Über das ITDZ Berlin

Das IT-Dienstleistungszentrum Berlin (ITDZ Berlin) ist zentraler IT-Dienstleister der Senatsverwaltungen, Bezirksämter und öffentlichen Einrichtungen der Hauptstadt und gehört zu den führenden kommunalen IT-Dienstleistern Deutschlands.
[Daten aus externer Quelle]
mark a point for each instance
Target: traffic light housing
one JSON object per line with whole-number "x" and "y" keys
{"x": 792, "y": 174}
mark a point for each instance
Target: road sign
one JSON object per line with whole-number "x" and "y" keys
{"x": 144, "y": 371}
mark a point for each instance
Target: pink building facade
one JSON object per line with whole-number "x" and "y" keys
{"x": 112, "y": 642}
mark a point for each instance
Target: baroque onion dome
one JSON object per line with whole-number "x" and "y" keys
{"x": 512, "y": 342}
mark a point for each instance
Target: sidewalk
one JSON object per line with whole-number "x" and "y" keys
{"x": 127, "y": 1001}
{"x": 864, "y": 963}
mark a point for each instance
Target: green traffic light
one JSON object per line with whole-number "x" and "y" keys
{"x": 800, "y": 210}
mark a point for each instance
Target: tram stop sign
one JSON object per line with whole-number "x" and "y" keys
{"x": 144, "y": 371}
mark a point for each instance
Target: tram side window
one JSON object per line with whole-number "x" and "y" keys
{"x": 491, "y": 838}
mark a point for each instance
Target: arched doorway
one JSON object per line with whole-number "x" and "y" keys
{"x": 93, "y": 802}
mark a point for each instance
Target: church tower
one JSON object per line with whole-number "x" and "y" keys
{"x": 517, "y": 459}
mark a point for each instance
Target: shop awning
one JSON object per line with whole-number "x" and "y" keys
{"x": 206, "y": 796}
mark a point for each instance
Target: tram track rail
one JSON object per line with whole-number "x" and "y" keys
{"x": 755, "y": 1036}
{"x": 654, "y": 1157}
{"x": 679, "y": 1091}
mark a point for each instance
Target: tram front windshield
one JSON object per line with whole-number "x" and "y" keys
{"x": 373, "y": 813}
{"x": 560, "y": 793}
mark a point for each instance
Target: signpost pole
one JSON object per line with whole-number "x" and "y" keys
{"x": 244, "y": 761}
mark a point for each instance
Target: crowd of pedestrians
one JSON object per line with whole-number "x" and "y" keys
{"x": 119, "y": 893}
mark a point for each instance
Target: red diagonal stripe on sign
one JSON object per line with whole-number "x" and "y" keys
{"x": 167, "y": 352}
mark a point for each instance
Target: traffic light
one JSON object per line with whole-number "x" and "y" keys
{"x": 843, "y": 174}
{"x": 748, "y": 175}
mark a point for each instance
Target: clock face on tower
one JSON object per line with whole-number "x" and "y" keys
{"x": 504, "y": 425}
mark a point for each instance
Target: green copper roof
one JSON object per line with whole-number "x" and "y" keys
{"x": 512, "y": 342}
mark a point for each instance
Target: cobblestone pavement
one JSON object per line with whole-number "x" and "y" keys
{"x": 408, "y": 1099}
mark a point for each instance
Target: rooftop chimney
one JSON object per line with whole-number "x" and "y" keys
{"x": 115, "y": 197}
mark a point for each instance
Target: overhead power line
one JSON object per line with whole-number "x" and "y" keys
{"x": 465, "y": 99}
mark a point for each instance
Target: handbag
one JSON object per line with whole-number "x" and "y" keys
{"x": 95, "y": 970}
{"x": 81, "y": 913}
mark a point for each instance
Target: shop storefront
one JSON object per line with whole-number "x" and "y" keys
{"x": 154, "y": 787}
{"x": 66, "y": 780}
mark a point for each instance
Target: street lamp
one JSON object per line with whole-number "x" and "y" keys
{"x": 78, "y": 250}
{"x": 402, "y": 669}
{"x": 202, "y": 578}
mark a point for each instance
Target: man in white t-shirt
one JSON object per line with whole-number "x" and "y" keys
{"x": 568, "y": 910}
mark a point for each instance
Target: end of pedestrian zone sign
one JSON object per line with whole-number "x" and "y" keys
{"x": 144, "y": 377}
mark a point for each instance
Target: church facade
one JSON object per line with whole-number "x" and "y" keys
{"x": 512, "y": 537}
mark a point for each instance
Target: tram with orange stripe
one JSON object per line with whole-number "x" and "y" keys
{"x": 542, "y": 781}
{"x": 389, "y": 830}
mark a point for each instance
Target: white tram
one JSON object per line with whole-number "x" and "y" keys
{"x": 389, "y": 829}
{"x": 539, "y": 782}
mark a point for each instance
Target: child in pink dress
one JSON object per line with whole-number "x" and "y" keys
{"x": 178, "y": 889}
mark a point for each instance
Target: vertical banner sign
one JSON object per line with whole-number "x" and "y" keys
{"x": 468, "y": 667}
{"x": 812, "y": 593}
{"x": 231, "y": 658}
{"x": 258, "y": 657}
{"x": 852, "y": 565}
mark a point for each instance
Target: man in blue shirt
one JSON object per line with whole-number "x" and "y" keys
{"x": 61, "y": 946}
Als Anstalt öffentlichen Rechts (AöR) finanziert sich das ITDZ Berlin mit rund 480 Mitarbeitern aus seiner eigenen Leistungserbringung. Das ITDZ Berlin wird durch den Vorstand, Dipl.-Ing. Konrad Kandziora, vertreten.

Das Leistungsportfolio des ITDZ Berlin umfasst die Beratung und Unterstützung der Verwaltung bei IT-Projekten sowie bei der Beschaffung von IT- und Telekommunikationshardware und -diensten. Neben dem neuen Landesnetz, das eine integrierte Sprach- und Datenkommunikation ermöglicht, stellt das ITDZ Berlin der Berliner Verwaltung zwei leistungsfähige, energieeffiziente Data-Center (Rechenzentren) sowie ein zentrales Druckzentrum zur Verfügung. Das ITDZ Berlin unterstützt die Hauptstadtverwaltung mit umweltgerechter IT-Infrastruktur und einem breiten Angebot an eGovernment-Diensten. Gemeinsam mit dem Land Berlin arbeitete das ITDZ Berlin an der Umsetzung der europäischen Dienstleistungsrichtlinie und realisiert den Betrieb der zentralen Behördenrufnummer 115.